Natural language processing (NLP) is a type of machine learning that addresses the correlation between spoken/written languages and computer-aided analysis of those languages. We experience numerous innovations from NLP in our daily lives, from writing assistance and suggestions to real-time speech translation and interpretation.
This article examines one specific area of NLP: sentiment analysis, with an emphasis on determining the positive, negative, or neutral nature of the input language. This part will explain the background behind NLP and sentiment analysis and explore two open source Python packages. Part 2 will demonstrate how to begin building your own scalable sentiment analysis services.
When learning sentiment analysis, it is helpful to have an understanding of NLP in general. This article won't dig into the mathematical guts, rather our goal is to clarify key concepts in NLP that are crucial to incorporating these methods into your solutions in practical ways.
Natural language and text data
A reasonable place to begin is defining: "What is natural language?" It is the means by which we, as humans, communicate with one another. The primary modalities for communication are verbal and text. We can take this a step further and focus solely on text communication; after all, living in an age of pervasive Siri, Alexa, etc., we know speech is a group of computations away from text.
Data landscape and challenges
Limiting ourselves to textual data, what can we say about language and text? First, language, particularly English, is fraught with exceptions to rules, plurality of meanings, and contextual differences that can confuse even a human interpreter, let alone a computational one. In elementary school, we learn articles of speech and punctuation, and from speaking our native language, we acquire intuition about which words have less significance when searching for meaning. Examples of the latter would be articles of speech such as "a," "the," and "or," which in NLP are referred to as stop words, since traditionally an NLP algorithm's search for meaning stops when reaching one of these words in a sequence.

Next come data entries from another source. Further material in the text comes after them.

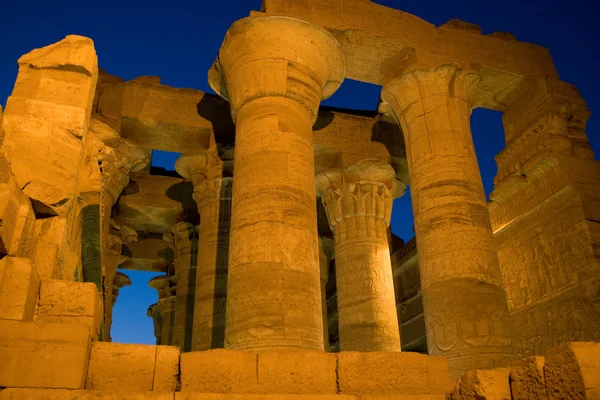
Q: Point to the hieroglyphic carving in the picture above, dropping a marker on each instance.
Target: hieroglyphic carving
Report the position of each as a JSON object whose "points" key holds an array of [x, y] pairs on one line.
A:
{"points": [[358, 202]]}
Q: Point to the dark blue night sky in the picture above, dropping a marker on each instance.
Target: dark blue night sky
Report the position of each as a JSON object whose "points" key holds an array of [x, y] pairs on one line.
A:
{"points": [[179, 40]]}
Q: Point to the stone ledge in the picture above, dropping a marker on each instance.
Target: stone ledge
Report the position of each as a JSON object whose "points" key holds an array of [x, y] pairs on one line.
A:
{"points": [[133, 368], [65, 394], [34, 354], [351, 373]]}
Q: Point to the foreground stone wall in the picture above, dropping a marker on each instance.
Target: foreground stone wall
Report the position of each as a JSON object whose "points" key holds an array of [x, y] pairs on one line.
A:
{"points": [[570, 371]]}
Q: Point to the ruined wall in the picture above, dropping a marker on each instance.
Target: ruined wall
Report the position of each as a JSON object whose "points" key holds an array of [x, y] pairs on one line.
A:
{"points": [[545, 212]]}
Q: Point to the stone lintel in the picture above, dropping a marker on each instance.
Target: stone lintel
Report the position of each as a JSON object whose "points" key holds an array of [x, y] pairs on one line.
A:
{"points": [[160, 117], [377, 41]]}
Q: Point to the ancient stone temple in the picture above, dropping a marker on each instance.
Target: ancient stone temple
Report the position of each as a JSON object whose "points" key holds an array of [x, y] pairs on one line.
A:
{"points": [[280, 276]]}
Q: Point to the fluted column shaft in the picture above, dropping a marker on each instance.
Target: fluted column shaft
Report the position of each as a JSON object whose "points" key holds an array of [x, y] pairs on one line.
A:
{"points": [[324, 258], [154, 313], [214, 205], [186, 252], [167, 316], [165, 307], [358, 202], [464, 300], [275, 71]]}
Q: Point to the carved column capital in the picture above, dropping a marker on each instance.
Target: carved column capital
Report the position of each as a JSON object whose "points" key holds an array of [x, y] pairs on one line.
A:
{"points": [[366, 188], [179, 238], [120, 280], [402, 97], [115, 157], [205, 171], [166, 286], [277, 56]]}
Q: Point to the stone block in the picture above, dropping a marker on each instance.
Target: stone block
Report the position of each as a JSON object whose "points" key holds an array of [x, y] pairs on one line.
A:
{"points": [[230, 396], [219, 371], [73, 53], [166, 372], [304, 372], [64, 394], [527, 379], [46, 120], [121, 367], [38, 355], [572, 371], [403, 397], [18, 221], [390, 373], [491, 384], [19, 288], [51, 251], [70, 302], [4, 167]]}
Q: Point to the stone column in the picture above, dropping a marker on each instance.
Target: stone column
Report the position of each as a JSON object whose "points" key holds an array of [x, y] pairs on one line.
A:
{"points": [[464, 300], [184, 239], [120, 234], [358, 202], [325, 254], [274, 71], [154, 313], [165, 285], [119, 281], [212, 193], [104, 173]]}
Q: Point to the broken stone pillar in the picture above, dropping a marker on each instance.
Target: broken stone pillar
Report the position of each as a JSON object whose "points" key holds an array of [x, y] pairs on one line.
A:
{"points": [[547, 190], [212, 193], [46, 121], [325, 254], [17, 222], [358, 202], [274, 71], [119, 235], [120, 280], [166, 288], [184, 239], [464, 300], [154, 313]]}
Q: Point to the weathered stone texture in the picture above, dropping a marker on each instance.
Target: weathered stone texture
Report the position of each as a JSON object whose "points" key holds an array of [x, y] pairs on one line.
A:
{"points": [[63, 394], [217, 396], [70, 302], [482, 385], [46, 119], [273, 214], [465, 306], [132, 368], [219, 371], [39, 355], [358, 202], [527, 379], [392, 374], [17, 232], [297, 372], [166, 371], [19, 287], [572, 371]]}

Since our goal is to automate the classification of text as belonging to a sentiment class, we need a way to work with text data in a computational fashion. Therefore, we must consider how to represent text data to a machine. As we know, the rules for utilizing and interpreting language are complicated, and the size and structure of input text can vary greatly. We'll need to transform the text data into numeric data, the form of choice for machines and math. This transformation falls under the area of feature extraction.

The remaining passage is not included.